Стас тут же принялся разматывать сложную шелковую конструкцию, которую Ритка носила не снимая после нападения на нее маньяка, как она пришла в себя, оттолкнула его руки и села, прислонившись спиной к стенке кабины.

— Со мной все в порядке, — отозвалась она.

— Вот и отлично. Да вызовет кто-нибудь диспетчера в конце концов или нет!

После коротких переговоров с диспечерской нас заверили, что минут через десять-пятнадцать мы будем уже на воле и долго удивлялись, с чего нас угораздило загрузиться именно в этот лифт. На нем же с утра табличка на всех этажах висит «лифт неисправен». Сплошная мистика. Чем угодно готова поклясться, что никакой таблички там не было. Остальные по-моему думали так же. Вот тебе и групповуха! Вот тебе и падение самолета! Получается, даже этой сценарной лазейки, чтобы уйти от судьбы, у нас нет.

Когда нас доставали, настроение, мягко скажем, было траурное. Я поняла, что сегодня наша команда собиралась в последний раз. Никто из авторов на следующий мозговой штурм не придет. Кто-то вовремя простудится, у кого-то возникнут семейные обстоятельства, препятствующие выходу на работу… В общем, все ясно, как божий день.

Слава Богу, хоть в истерику никто не впал. Летка не в счет, ее вовремя остановили. Вон, даже плакать перестала. Жмется к Андрею, трясется слегка и все. Если так посмотреть, больше всего из наших психует Рита. Даже помощь Стаса отвергла. Еще и цыкнула на него так, что бедный парень вовсе зашугался. И вообще Ритка ведет себя так, будто все вокруг виноваты. Что ж, ее тоже можно понять.
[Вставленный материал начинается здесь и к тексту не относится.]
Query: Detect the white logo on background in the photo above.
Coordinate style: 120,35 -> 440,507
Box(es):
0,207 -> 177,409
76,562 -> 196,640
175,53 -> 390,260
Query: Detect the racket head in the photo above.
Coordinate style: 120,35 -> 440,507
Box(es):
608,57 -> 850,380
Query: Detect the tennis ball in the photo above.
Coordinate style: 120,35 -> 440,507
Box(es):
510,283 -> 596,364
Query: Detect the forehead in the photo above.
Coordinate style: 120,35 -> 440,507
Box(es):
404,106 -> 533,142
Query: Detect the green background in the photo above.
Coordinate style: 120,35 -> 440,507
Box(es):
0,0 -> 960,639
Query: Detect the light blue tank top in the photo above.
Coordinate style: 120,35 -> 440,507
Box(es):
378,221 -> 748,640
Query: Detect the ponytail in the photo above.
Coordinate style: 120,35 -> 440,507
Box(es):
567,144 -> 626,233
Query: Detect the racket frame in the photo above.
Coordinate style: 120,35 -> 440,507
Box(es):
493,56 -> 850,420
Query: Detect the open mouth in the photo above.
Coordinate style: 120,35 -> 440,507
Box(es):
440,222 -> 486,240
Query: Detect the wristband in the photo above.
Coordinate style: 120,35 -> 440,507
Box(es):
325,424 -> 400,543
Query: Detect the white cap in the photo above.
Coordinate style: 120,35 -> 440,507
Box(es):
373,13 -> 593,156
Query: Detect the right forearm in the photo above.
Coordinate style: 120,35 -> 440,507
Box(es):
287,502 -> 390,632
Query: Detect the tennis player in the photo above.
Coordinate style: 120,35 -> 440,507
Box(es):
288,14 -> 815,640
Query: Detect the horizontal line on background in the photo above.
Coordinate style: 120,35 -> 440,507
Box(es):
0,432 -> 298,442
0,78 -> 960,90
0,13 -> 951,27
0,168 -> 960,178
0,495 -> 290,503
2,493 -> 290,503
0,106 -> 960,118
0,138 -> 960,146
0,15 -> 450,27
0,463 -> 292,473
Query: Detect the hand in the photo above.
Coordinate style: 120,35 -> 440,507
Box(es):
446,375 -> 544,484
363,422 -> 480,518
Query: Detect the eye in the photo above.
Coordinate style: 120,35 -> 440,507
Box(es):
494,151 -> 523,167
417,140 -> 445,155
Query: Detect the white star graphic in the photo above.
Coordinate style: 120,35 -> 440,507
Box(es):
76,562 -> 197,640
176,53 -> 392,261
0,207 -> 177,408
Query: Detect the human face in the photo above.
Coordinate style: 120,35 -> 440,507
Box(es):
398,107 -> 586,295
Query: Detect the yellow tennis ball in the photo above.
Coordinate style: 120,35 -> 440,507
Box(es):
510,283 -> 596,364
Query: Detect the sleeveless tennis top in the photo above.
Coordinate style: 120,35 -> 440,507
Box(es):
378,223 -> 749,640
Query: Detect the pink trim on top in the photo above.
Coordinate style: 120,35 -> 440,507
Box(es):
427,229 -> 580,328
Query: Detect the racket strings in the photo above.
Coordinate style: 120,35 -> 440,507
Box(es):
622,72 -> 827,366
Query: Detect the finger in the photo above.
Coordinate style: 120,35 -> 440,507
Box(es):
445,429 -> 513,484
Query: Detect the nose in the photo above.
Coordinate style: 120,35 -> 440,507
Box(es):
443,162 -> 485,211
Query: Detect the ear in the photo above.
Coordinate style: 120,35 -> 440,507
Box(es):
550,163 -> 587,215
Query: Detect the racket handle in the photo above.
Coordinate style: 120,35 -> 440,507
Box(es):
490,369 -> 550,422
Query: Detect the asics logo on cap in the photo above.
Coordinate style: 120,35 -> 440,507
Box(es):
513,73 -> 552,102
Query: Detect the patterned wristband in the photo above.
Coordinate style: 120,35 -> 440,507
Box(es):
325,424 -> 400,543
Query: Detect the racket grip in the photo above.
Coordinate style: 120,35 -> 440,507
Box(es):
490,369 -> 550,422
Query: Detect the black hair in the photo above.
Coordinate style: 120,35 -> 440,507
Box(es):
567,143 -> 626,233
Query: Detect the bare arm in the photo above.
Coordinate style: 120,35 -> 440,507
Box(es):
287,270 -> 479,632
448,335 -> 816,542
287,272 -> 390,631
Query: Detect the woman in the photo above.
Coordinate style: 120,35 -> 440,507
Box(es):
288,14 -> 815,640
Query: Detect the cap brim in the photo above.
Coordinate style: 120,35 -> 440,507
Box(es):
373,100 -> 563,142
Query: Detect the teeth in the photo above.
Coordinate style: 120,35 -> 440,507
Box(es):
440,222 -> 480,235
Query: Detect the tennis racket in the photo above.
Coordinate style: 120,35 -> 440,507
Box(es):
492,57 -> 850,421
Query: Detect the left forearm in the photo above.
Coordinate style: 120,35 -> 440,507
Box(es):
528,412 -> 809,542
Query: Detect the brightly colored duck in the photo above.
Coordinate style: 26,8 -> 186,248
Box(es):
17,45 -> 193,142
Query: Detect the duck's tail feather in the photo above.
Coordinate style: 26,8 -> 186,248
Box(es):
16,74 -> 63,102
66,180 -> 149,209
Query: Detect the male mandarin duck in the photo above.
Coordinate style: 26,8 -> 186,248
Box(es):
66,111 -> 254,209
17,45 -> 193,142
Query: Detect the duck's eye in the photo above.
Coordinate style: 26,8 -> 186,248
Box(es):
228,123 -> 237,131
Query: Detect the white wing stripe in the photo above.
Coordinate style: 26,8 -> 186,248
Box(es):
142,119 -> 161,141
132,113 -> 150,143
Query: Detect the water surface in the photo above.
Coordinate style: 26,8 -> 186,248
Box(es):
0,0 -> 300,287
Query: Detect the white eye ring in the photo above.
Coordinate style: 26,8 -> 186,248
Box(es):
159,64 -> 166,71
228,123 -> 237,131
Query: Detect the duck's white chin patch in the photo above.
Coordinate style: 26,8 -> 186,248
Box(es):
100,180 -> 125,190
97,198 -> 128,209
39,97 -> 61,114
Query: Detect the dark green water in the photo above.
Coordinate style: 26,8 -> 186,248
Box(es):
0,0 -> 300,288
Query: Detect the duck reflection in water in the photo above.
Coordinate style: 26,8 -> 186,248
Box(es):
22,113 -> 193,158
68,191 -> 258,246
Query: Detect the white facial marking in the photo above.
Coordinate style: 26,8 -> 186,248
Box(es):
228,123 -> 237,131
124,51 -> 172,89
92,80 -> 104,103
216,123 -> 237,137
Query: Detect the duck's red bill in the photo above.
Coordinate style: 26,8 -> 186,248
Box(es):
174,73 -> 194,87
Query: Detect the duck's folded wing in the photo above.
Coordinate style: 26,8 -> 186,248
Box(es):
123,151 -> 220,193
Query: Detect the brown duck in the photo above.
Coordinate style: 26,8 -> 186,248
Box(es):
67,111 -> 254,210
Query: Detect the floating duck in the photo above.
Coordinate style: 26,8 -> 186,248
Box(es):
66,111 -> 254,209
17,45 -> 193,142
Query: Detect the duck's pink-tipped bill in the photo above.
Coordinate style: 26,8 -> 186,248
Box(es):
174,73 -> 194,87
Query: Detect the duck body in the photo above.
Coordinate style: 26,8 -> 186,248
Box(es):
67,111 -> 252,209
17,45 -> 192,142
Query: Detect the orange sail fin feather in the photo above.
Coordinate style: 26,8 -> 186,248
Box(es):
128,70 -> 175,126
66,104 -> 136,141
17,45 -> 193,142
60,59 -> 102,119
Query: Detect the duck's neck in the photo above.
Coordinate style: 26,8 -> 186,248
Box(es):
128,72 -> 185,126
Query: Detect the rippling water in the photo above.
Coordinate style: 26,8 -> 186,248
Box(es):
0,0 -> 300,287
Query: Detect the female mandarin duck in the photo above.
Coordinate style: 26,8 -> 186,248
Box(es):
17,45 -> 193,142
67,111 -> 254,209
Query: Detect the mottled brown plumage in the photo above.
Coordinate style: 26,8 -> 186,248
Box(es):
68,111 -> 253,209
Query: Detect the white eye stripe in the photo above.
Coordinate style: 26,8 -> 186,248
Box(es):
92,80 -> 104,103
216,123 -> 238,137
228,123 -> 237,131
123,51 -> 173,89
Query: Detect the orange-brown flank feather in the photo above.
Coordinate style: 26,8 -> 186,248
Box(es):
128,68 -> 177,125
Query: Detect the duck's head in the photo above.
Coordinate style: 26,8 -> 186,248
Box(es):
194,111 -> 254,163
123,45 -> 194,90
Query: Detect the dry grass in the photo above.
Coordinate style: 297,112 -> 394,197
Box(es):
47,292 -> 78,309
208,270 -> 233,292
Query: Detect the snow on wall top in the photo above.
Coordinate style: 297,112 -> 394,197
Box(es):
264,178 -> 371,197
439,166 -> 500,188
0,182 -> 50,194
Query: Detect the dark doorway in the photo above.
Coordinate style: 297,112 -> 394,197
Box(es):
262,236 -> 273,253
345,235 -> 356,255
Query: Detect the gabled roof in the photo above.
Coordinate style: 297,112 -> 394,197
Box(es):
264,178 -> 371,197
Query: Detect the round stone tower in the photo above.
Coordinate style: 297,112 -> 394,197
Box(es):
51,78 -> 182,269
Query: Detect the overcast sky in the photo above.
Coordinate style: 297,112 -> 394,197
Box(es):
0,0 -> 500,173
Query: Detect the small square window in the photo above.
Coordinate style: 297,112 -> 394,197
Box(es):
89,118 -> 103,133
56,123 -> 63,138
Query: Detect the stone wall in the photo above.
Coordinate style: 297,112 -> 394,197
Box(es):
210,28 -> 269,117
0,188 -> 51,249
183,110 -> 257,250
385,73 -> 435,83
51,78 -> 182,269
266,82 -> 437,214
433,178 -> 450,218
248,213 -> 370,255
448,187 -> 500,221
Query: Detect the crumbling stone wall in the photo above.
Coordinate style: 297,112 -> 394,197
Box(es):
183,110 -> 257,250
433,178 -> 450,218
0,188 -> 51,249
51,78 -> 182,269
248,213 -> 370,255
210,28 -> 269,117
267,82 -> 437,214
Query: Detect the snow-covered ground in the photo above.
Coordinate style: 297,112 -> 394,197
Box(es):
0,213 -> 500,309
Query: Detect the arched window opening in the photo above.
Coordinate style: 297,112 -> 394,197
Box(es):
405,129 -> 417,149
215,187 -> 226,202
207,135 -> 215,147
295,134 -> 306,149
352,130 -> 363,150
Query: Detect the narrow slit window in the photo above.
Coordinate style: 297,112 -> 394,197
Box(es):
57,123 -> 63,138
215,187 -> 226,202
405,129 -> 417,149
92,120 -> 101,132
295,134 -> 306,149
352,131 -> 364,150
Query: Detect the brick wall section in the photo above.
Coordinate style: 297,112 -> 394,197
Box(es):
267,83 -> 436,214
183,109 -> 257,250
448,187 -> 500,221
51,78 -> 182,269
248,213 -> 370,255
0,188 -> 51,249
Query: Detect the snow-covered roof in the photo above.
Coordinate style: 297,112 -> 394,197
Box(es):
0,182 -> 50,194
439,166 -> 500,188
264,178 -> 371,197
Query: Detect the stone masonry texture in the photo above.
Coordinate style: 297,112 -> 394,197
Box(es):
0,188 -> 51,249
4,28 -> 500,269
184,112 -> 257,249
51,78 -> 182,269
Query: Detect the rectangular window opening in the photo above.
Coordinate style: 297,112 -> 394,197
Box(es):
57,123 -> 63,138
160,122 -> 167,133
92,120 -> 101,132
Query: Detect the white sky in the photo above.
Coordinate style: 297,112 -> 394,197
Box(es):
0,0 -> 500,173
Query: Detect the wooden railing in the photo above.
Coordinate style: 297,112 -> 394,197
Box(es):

Такие события, да одно за другим. То маньяк, то полеты на лифте. С нами не соскучишься.

Так получилось, что нас выпустили практически одновременно. По счастливой случайности лифт остановился практически напротив выхода на какой-то этаж. Монтеры раскрыли двери там, разжали наши, и вот мы уже на воле. Идем куда-то по коридору на подгибающихся ногах и с трясущимися руками, даже толком не соображая, куда и зачем. Блеск!

Внезапно Ритка развернулась, подбежала к Андрею и заорала:

— Придурок! Слышишь? Ты — полный придурок! — и убежала куда-то в сторону лестниц. Повинуясь какому-то внутреннему импульсу, я кинулась за ней, даже не собираясь смотреть, какой резонанс вызвало в наших рядах ее заявление.

Ритку мне удалось нагнать очень быстро. Она пробежала ровно один пролет, остановилась у окна, достала из сумочки пачку сигарет, кое-как вытащила одну, прикурила раза с третьего и жадно затянулась.

— Рит, а мне одну дашь? — спросила я, чтобы начать разговор. Вообще-то я не курю, но считаю после такой встряски — курить можно и надо. Даже хроникам и бронхитикам.

Ритка передернула плечами и протянула мне пачку. Я достала сигарету, прикурила от ее зажигалки и сморщилась. Фу, ментоловая. Зато продирает хорошо.

— Слушай, а чего ты на Андрея накричала?

— Да потому что придурок — он и есть и придурок!

— Ты считаешь, что это он виноват в падении лифта?

Ритка бросила на меня пристальный взгляд и снова отвела глаза в сторону:

— Да нет. Это так, по психу вырвалось. Просто… мы же со Стасом хотели в другом лифте ехать. Это Андрей настоял, чтобы все вместе. А я как чувствовала, что не надо этого делать.

— Почему?

— Ну… мне казалось, что если мы все войдем, то лифт перегрузим. До сих пор удивлена, как он вообще поехал. И Стас тоже хорош!…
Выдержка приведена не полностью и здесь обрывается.